徹頭徹尾「被災者に寄り添う新聞」であることを貫きながら、様々な視点での多重的な現地の取材状況が丹念に、当事者としての視点からも積み重ねられていて、重く心に響いてきます。
焼け跡が存在しない“焼野原”
何も無いところから立ち上る“生の臭気”
空撮カメラマンの“後悔”
福島配属であった記者の“懊悩”
一つ一つの“出来事”が全て、圧倒的な現実として、迫ってきます。決して正解を一つに集約することのできない“現実”として。情報を伝えるという事、事実を伝えるという事は、ジャーナリズムの本質なのだと、そんなことをあらためて。

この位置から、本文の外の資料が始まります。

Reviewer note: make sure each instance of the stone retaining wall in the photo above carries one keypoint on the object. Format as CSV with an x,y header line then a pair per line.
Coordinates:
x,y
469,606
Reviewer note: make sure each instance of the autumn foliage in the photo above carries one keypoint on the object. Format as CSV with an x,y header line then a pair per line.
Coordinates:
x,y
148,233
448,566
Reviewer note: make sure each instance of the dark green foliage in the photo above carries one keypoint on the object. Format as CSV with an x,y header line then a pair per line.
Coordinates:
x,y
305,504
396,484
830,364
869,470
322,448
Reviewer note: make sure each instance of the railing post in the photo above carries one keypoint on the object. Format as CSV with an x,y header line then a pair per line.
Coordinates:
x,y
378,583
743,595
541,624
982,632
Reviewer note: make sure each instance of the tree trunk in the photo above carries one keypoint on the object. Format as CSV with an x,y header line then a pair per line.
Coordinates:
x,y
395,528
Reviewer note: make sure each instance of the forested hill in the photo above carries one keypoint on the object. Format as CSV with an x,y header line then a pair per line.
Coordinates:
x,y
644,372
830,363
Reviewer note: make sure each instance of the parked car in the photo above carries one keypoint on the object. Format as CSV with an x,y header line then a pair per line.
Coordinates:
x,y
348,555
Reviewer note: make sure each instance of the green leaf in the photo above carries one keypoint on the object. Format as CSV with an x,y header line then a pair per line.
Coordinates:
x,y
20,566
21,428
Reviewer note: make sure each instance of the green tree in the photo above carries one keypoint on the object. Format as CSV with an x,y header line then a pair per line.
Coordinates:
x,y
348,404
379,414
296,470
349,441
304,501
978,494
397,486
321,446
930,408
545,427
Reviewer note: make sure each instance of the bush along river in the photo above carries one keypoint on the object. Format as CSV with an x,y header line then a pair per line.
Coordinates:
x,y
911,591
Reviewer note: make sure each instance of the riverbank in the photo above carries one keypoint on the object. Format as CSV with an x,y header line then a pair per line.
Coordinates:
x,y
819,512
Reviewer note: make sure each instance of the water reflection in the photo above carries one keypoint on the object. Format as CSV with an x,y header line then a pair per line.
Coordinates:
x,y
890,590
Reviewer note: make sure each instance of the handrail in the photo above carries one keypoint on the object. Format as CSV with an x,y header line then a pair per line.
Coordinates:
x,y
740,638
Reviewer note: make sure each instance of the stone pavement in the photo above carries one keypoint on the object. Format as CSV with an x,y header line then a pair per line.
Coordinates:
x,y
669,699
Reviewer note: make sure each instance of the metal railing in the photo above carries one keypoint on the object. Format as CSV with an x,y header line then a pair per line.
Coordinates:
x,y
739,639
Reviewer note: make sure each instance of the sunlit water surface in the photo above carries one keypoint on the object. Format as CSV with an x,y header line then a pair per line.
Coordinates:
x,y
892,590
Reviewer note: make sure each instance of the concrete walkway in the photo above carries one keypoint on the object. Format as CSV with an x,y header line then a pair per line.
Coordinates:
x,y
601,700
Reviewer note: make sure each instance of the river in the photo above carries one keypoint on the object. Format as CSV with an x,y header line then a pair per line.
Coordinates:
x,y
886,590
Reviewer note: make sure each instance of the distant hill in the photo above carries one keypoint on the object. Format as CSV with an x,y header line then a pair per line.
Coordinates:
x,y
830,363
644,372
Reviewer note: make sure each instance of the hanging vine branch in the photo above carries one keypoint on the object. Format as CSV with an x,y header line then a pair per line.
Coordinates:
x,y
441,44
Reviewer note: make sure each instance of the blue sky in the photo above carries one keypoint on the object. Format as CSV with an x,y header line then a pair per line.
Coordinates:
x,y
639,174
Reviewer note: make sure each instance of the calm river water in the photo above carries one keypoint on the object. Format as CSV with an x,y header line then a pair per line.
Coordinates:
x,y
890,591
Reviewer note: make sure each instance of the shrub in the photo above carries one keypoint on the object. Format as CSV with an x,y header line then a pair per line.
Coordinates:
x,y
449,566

“われわれは皆被災者だ。誰かを責めることはするな。”
ただ単に記事を書くだけが新聞の仕事ではない、情報を可能な限りに正確に伝えることが公益なのだ、と。そして、30年前の教訓を伝えきれなかったのではないかとの忸怩たる思いと、次の30年後に備えるために伝えていくとの、との覚悟の模索が、痛いくらいに伝わってきました。
ん、伝えていく使命と責任は報道機関だけに背負わせていいものではないのだろうと、「自助、共助、公助」との言葉を思い出しながら、考えさせられた、そんな一冊です。
【あわせて読んでみたい、かもな一冊。】
『救命』(海堂尊/新潮文庫)
『前へ!』(麻生幾/新潮文庫)
『日本人の底力 東日本大震災1年の全記録』(産経新聞社/産経新聞出版)
『南三陸から』(佐藤信一/日本文芸社)
『千夜千冊番外録 3・11を読む』(松岡正剛/平凡社)
【補足】
今回プラスされたのは「後書き」の部分、あくまでも地元に寄り添う「被災者の一人」としての決意が綴られています。どうすれば「わがこと」になるのか、なんてことが突きつけられていると、そう感じます。
なおこちらは主催の一人としてお手伝いしている「朝活読書サロン Collective Intelligencehonn(裏エビカツ)」でも紹介しました。特にテーマは無い集いですので、本好きの皆さんに響きそうな、と言った視点から。やはり“本”にまつわるコトガラに関わっていきたいなぁ、、ともあらためて。